L’exercice d’autosatisfaction de M. Macron est  proprement stupéfiant. A l’entendre, sa gestion de la crise ne souffre aucun reproche. Comment ne pas y voir une provocation ? N’avait-il pas fixé à 5.000 le nombre de contaminations quotidiennes pour espérer contrôler la progression du virus ? Aujourd’hui, il dépasse les 47.000 et poursuit sa folle et meurtrière course ! La nécessité de trier les malades, autrement dit de faire le choix douloureux entre ceux qui vivront et ceux dont on arrêtera le souffle, ne pourra que faire monter la colère.

Un tel drame n’avait pourtant rien de fatal. Les responsabilités d’une situation extrêmement grave doivent être clairement établies. Pour ne pas répéter les erreurs commises, mais aussi pour mettre des mots sur les maux qui s’abattent sur la société. Car la vie appauvrie qui nous est imposée a pour décor une tragédie quotidienne de plus de 300 décès. Les chiffres glaçants s’additionnent dans un silence plombant, les deuils sont ignorés, les corps meurtris mis sous le boisseau, et les histoires des vies volées par la maladie, ensevelies, sans postérité.

Un homme seul a fait le pari pervers d’une accoutumance de la société à la mort et la mal-vie. Lessivés par une année éprouvante, les Français refoulent pour l’instant l’hécatombe qui approche à pas réguliers des 100.000 décès. Avec des conséquences lourdes : un tiers des salariés déclare souffrir de dépression. Le chiffre a presque doublé en quatre mois !  Et que dire de notre jeunesse, de ces étudiants contraints de faire la queue aux soupes populaires.

Le pouvoir entretient le déni pour masquer le flot de pénuries indignes d’une grande nation. Au premier rang desquelles l’incroyable naufrage de la politique vaccinale. La responsabilité est certes partagée avec les instances européennes qui ont cru bon maintenir dans le secret les clauses du contrat avec le laboratoire AstraZeneca. On comprend désormais pourquoi ! Celui-ci ne prévoyait en effet aucune obligation mais réclamait tout juste un « best effort » (meilleur effort). Rien de contraignant, donc, pour ce laboratoire qui a vite eu fait de se tourner vers la Grande-Bretagne, meilleure payeuse.

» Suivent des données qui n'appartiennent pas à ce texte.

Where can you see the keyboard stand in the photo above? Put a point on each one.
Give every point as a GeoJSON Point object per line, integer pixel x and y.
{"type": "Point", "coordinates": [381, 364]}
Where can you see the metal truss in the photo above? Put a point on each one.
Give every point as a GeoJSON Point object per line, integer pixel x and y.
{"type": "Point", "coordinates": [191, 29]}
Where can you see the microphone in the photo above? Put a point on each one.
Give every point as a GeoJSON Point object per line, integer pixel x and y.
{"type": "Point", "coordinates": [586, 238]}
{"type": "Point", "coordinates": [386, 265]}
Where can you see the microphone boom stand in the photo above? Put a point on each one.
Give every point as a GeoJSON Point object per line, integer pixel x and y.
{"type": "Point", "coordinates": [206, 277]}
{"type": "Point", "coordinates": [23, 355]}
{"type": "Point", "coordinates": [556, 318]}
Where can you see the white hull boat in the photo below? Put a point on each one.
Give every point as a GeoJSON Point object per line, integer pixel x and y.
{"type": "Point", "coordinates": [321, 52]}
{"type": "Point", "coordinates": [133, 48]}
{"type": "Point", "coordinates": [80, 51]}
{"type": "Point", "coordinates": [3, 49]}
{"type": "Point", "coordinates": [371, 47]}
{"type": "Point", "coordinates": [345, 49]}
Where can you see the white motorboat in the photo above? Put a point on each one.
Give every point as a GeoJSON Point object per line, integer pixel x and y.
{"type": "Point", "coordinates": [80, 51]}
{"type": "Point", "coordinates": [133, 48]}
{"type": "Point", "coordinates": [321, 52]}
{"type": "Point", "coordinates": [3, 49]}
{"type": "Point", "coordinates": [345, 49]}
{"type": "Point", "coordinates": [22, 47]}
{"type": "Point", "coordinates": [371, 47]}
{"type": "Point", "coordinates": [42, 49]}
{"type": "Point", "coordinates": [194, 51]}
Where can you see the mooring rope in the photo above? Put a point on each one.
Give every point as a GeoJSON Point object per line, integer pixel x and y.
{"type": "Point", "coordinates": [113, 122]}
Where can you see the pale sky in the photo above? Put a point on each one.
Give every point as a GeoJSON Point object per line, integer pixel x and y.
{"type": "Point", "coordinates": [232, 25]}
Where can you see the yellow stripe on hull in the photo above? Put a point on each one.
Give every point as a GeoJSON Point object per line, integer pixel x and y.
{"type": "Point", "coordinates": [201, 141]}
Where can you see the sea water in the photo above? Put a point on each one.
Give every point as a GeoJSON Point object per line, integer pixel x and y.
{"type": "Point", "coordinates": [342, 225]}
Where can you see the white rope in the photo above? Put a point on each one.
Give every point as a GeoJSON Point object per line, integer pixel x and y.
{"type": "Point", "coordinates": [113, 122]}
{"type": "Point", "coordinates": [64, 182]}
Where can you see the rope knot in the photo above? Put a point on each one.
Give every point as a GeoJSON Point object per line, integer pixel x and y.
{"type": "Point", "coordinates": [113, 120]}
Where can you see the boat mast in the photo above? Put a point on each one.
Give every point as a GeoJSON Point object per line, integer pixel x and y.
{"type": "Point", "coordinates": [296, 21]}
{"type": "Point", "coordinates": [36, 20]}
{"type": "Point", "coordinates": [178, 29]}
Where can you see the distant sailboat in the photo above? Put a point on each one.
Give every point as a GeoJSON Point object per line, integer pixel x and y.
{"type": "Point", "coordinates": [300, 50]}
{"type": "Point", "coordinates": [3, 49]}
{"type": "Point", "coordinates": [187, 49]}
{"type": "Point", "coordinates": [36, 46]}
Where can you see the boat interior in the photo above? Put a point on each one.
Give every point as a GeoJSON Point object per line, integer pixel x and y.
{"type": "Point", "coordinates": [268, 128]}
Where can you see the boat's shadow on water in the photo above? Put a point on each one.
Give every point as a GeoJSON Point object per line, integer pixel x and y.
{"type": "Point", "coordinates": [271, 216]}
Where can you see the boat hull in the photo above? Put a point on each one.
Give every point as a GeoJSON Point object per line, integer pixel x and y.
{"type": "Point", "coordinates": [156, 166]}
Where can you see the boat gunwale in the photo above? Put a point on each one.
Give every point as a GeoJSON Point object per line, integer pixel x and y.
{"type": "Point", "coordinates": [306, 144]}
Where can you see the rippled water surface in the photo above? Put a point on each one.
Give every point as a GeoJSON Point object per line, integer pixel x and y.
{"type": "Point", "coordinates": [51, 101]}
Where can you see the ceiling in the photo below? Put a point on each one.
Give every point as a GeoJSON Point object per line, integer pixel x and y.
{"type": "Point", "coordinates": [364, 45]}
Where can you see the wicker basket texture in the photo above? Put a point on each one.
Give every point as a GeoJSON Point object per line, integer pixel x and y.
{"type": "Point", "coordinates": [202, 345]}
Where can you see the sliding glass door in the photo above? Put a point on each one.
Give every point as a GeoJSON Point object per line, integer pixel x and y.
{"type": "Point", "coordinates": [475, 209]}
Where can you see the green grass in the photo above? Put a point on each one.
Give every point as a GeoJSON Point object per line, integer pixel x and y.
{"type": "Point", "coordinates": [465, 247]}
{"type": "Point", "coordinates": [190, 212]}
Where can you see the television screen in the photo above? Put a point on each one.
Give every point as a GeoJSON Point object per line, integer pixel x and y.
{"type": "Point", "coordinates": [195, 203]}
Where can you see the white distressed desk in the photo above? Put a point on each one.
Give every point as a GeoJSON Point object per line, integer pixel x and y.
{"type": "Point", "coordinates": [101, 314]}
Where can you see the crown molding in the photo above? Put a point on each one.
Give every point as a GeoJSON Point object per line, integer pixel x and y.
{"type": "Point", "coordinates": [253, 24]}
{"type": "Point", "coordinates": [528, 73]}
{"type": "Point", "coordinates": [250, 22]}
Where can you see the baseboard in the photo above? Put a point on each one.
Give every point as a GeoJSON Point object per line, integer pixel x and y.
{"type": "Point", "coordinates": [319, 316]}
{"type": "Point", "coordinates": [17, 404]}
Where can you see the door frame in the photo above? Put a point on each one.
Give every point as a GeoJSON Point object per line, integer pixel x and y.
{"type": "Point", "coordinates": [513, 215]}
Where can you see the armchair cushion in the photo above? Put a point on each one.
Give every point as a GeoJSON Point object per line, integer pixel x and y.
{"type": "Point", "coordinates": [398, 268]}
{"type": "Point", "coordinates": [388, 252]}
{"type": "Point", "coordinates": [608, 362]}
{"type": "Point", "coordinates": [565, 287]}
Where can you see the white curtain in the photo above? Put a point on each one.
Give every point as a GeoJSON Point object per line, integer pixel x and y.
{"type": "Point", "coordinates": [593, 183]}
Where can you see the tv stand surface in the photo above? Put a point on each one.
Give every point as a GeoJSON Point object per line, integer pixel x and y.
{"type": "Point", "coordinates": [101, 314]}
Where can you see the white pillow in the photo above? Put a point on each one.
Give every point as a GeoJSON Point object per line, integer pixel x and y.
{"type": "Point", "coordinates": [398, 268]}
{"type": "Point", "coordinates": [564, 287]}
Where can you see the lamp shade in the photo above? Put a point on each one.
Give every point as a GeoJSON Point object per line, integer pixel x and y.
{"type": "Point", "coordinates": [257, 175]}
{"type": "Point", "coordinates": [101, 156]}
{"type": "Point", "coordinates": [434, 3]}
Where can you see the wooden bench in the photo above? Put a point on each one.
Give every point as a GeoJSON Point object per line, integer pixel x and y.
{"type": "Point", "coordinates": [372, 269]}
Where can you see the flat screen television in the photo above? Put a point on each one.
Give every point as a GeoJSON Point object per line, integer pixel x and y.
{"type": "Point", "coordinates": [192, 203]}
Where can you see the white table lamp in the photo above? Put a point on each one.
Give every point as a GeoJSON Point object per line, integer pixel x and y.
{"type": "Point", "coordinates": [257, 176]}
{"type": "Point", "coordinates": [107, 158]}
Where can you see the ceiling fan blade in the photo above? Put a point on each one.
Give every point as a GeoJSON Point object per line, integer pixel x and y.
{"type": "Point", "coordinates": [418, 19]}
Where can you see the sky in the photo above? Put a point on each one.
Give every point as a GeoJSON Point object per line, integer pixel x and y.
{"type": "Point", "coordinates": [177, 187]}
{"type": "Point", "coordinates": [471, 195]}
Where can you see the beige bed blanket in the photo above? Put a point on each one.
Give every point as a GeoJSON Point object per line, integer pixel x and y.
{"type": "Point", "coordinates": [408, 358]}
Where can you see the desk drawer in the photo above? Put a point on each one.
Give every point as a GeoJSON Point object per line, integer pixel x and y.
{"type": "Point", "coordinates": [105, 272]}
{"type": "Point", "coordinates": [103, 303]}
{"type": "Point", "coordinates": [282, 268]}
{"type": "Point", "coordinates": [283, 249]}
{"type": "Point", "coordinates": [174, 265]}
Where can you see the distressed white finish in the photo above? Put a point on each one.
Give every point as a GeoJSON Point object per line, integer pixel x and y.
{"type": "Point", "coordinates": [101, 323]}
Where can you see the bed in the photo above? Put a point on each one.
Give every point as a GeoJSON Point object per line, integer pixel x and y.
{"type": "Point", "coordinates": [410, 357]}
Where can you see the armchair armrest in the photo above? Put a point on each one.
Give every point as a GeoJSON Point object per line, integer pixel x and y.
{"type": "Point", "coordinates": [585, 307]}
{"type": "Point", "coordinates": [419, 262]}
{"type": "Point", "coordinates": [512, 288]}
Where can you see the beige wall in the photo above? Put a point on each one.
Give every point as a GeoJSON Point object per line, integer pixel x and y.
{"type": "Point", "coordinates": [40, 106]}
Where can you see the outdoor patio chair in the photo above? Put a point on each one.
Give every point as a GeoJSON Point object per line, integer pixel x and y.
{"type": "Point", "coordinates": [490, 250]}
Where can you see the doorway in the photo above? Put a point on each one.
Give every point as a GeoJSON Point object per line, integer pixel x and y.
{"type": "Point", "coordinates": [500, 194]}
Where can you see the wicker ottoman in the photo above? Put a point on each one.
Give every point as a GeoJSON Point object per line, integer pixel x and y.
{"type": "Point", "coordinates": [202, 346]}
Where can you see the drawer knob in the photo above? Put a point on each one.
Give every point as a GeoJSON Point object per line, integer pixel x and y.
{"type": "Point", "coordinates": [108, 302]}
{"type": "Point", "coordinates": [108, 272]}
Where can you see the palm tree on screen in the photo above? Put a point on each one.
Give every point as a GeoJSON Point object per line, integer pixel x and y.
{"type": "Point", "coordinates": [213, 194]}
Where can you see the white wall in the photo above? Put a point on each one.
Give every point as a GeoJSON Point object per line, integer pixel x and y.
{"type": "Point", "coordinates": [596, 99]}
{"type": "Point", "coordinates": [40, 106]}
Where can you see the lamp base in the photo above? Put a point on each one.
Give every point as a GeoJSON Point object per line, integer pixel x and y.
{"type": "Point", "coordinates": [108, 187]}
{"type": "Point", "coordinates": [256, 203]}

Cette « étrange défaite » dans la course aux vaccins s’enracine dans le refus dogmatique des puissances capitalistes d’imposer, avec l’aide de l’OMS, la levée des brevets et de mettre à disposition les chaines de production pour fabriquer au plus vite les doses nécessaires. La France s’est même illustrée en votant contre la levée des brevets à l’Organisation mondiale du commerce ! Et le président continue de s’en remettre à la seule Commission européenne tandis que d’autres chefs d’États de l’Union élargissent leurs achats de doses à d’autres fournisseurs.

Alors que tout devrait pousser à faire du commun contre le virus et ses variants sur toute la planète, différents pays s’engagent dans un protectionnisme sanitaire délétère. Alors qu’en 2008, les réunions internationales se multipliaient pour sauver les banques, rien de tel aujourd’hui : aucune réunion du G8, du G20 pour sauver des vies humaines ! Telle est l’hideuse image de la  mondialisation capitaliste.

On nous annonce désormais que, dans 19 départements, les classes seront fermées au premier cas de Covid. L’ensemble des scientifiques s’accordent pourtant à considérer les écoles comme des lieux importants de contamination. Les enseignants sont envoyés au front de l’épidémie, au prix d’une contamination quasi-certaine, tandis que la moyenne d’âge des personnes hospitalisées chute sans cesse sous le coup des variants. Le refus funeste et borné du ministre de l’Éducation nationale de jouer sur l’ensemble des paramètres, dont celui des vacances scolaires et de la vaccination accélérée des personnels, n’a que peu à voir avec la défense de la scolarité, mais beaucoup avec l’obéissance servile aux injonctions patronales. La « troisième voie » du président apparaît pour ce qu’elle est : une voie de garage, les libertés en moins et les morts en plus.

Patrick Le Hyaric (L’HD, le 1er avril 2021)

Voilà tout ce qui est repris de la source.